Following a statement on COSCO’s and SIPG’s acquisition of the Hong Kong-based Orient Overseas International Ltd. (OOIL), BIMCO estimates that this step “brings container industry one step closer to liner paradise”. Based on existing fleet and orderbooks, the combined COSCO-OOCL entity would become the world’s third largest container carrier, overtaking its partner in the Ocean Alliance, CMA CGM.
From a hardware perspective, OOCL has an owned-fleet of 66 containerships aggregating approximately 440,000 TEU. It is a young and modern fleet with an average age of 7.1 years and average nominal capacity of 6,600 teu. It is introducing its first 21,000 teu vessel with five more to deliver and options for another six which it could easily exercise.
COSCO itself has a large orderbook, including newbuilds inherited from last year’s merger with China Shipping Container Lines. As such, it will have little requirement to order any more new ships in an already over-supplied market.
Operationally, fitting OOCL into the bigger company should not be too difficult as both OOCL and Cosco already belong to the Ocean Alliance (alongside CMA CGM and Evergreen) that operates mainly in the East-West container trades. OOCL is not a major player in the North-South tradelanes that fall outside of the scope of the carrier group.
BIMCO suggests that the biggest impact will be felt in Intra-Asia, where both carriers already have a large presence, while the footprint in the Asia to Middle East trade will also rise significantly.
From a marketing perspective, the acquisition of OOCL will enable COSCO to broaden its customer base, having previously being perceived, rightly or wrongly, as China-centric. OOCL’s reputation and history with global shippers will provide COSCO with an inroad to a wider selection of big Western shippers with volume.

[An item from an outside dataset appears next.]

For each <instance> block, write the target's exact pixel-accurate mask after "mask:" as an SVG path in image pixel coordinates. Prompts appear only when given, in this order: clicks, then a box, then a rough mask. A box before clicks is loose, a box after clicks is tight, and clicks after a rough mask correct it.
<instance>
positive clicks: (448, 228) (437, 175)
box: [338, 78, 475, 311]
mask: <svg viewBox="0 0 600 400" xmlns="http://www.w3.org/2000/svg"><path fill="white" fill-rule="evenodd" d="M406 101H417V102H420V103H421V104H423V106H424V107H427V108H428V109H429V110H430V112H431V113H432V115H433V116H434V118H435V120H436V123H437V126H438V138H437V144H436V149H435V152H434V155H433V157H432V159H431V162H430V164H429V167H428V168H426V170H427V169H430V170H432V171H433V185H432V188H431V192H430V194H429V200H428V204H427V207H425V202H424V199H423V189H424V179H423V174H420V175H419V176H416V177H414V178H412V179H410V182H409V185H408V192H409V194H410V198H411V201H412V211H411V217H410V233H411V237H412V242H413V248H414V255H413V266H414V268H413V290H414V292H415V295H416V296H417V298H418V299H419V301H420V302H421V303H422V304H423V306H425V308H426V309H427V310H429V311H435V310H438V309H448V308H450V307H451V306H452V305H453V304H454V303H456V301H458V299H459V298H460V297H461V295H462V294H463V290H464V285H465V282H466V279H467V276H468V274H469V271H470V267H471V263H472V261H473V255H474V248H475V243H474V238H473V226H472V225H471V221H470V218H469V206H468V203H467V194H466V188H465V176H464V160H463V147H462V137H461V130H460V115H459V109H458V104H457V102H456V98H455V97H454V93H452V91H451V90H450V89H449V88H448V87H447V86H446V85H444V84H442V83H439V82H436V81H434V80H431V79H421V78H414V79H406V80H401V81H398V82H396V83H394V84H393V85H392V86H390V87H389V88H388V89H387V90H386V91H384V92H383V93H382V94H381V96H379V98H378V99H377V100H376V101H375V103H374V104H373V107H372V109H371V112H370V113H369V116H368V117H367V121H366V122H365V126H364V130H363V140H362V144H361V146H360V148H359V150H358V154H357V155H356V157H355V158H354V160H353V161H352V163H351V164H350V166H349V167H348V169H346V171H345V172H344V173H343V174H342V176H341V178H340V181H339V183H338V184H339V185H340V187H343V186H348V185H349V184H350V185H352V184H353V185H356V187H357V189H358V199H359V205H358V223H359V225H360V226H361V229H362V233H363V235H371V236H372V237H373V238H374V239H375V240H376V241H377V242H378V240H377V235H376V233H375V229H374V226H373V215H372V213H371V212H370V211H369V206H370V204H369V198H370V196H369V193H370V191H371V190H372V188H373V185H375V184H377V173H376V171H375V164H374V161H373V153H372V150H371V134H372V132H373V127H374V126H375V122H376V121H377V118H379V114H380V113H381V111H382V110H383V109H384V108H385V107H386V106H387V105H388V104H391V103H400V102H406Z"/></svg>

As far as terminal ownership is concerned, in Ningbo, COSCO is also a shareholder in the same terminal as OOCL so this is a simple consolidation. In Tianjin, Cosco already has stakes in two terminals, neither of which are the same as the terminal in which OOCL has a stake, and so some ownership consolidation may take place here. This may involve Cosco taking an interest at the port authority level of ownership, as it has done in, for example, Qingdao.
In addition, BIMCO considers USD 6.3 billion price as steep. According to Drewry Maritime Financial Research, OOIL’s book value stood at USD 4.5 billion, based on FY16 numbers, meaning OOIL was able to extract a sizeable premium.
Potential impacts
- Drewry research shows that the number of vessel operators on the two biggest deep-sea trades, Transpacific and Asia-North Europe has reduced significantly over the past two years. As of June 2017, there were only nine different carriers (eight if you discount OOCL) deploying ships in Asia-North Europe, compared to 16 in January 2015. In the Transpacific the number has reduced from 21 to 16 (15 without OOCL) over the same period.
- The accelerating trend towards oligopolisation in container shipping will reduce shippers’ options and raise freight rates. It is the unfortunate price to be paid for years of non-compensatory freight rates that have driven carriers to seek safety in numbers, either through bigger alliances and/or M&A.
“Where there are losers, there are winners. Notwithstanding any potential roadblocks to future M&A, the consolidation that has already occurred, plus much brighter market prospects and the moratorium on new ships, offers carriers a golden opportunity for far greater profitability in the near future. With fewer carriers, that in time will become financially stronger; the pendulum is swinging back towards those that have grown to survive”, BIMCO commented.